Sadly, this has become all too common for Crowe, an actor who was once electric. When he broke through in the Nineties – as a bruiser with a badge in LA Confidential, or the set-upon whistleblower in Michael Mann’s The Insider – he was one of the biggest stars in Hollywood, a versatile and specific character actor full of gruff gravitas and blunt, no-nonsense machismo. With 2000’s Gladiator, he announced himself as a bona fide star; the Oscar win was inevitable. (It’s a performance which seems better than ever, in the light of Paul Mescal’s pallid imitation in Gladiator II.) His hot streak continued – the showy, awards-lavished A Beautiful Mind; the brilliant and enduring Master and Commander: The Far Side of the World – up until around 2007, and the superlative remake of the western classic 3:10 to Yuma.
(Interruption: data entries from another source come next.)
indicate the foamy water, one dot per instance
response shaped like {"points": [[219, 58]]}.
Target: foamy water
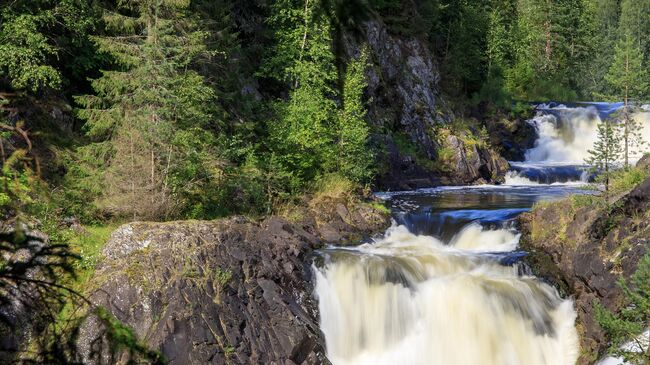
{"points": [[409, 299]]}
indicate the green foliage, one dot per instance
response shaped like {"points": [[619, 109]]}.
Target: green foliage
{"points": [[355, 158], [606, 151], [623, 180], [629, 324], [36, 35], [222, 277], [151, 111], [123, 339], [627, 76]]}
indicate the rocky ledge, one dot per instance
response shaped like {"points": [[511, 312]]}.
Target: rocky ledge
{"points": [[584, 250], [231, 291]]}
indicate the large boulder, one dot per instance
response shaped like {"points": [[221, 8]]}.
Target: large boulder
{"points": [[230, 291]]}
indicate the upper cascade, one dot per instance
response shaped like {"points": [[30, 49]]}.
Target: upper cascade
{"points": [[568, 131]]}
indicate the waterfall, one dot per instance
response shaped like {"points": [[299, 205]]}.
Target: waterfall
{"points": [[566, 134], [409, 299], [444, 287]]}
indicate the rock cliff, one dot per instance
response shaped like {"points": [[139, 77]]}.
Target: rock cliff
{"points": [[409, 115], [584, 250], [231, 291]]}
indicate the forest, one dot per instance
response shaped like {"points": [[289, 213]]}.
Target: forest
{"points": [[206, 109], [114, 111]]}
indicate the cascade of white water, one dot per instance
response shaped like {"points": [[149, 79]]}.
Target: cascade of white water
{"points": [[567, 134], [409, 299]]}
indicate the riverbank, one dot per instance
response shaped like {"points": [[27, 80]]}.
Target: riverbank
{"points": [[583, 246], [233, 290]]}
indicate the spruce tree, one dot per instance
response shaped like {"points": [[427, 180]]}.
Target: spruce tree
{"points": [[149, 114], [355, 157], [628, 80], [302, 134], [606, 151]]}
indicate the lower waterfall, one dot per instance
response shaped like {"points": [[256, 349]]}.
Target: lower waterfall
{"points": [[409, 299]]}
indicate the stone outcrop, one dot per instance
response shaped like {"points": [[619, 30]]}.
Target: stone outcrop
{"points": [[474, 164], [406, 108], [230, 291], [584, 250]]}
Since then, though, it’s been a cavalcade of dross.
This year alone, Crowe has starred in four films, including Kraven. There was the dimly reviewed spiritualist horror The Exorcism, cheap and uncompelling crime thriller Sleeping Dogs, and, way back in February, the Luke Hemsworth action thriller Land of Bad. Any sense of quality control is utterly out the window. Crowe has been wandering through his own Land of Bad for a while now; they say he’s thinking of buying a villa there. You could argue that the nadir may have been 2022’s self-directed Poker Face, an absolute dirge of a crime thriller, but there’s plenty of competition. From his turn as a visibly checked-out and green screen-ensconced Zeus in Thor: Love and Thunder (2022), to his scenery-devouring part as Jekyll and Hyde in the abortive franchise-starter The Mummy (2017), Crowe’s career has gone from feast to creative famine, an interminable string of “one for them” films in succession.
What is behind this wayward pivot? Watching Crowe on screen, you often get the impression that he simply can’t be bothered. He’s obviously not the only great actor content with simply collecting a paycheque – even titans of the art form like Robert De Niro and Al Pacino have struggled for decent projects in the modern landscape. There are also factors outside of Crowe’s control. He is no longer the lithe young leading man; good, meaty roles for actors of Crowe’s profile are few and far between.
He has other irons in the fire too: this year has also seen Crowe pursue his side-hustle as a musician; a new album was followed by an international tour, and a slot at this year’s Glastonbury Festival. On stage, Crowe proves himself innately very funny – sharp-edged, sardonic and forceful with a punchline. (It’s a good thing too, as the Les Mis star has never been renowned for his pipes.)
It’s telling, perhaps, that Crowe’s best late-career roles draw on this comic sensibility. He is wonderful, for instance, in 2016’s The Nice Guys, playing it hilariously straight as no-nonsense gumshoe Jackson Healy opposite Ryan Gosling’s daffy counterpart Holland March. Last year’s papal horror movie The Pope’s Exorcist was also something of a minor win for Crowe, thanks in part to the incongruously comic – and, on certain corners of the internet, much-memed – slant to his performance. (The sight of Crowe in priest getup, moped-ing around the streets of Rome, is delightful by itself.)
There is no doubt that Crowe is capable of a comeback. Even in his worst recent fare, there is always some enjoyment to be wrung from his performances, no matter how overwrought or phoned-in they may be. But he has to start picking better material. Do this, and a career revival is surely on the cards – in this life or the next.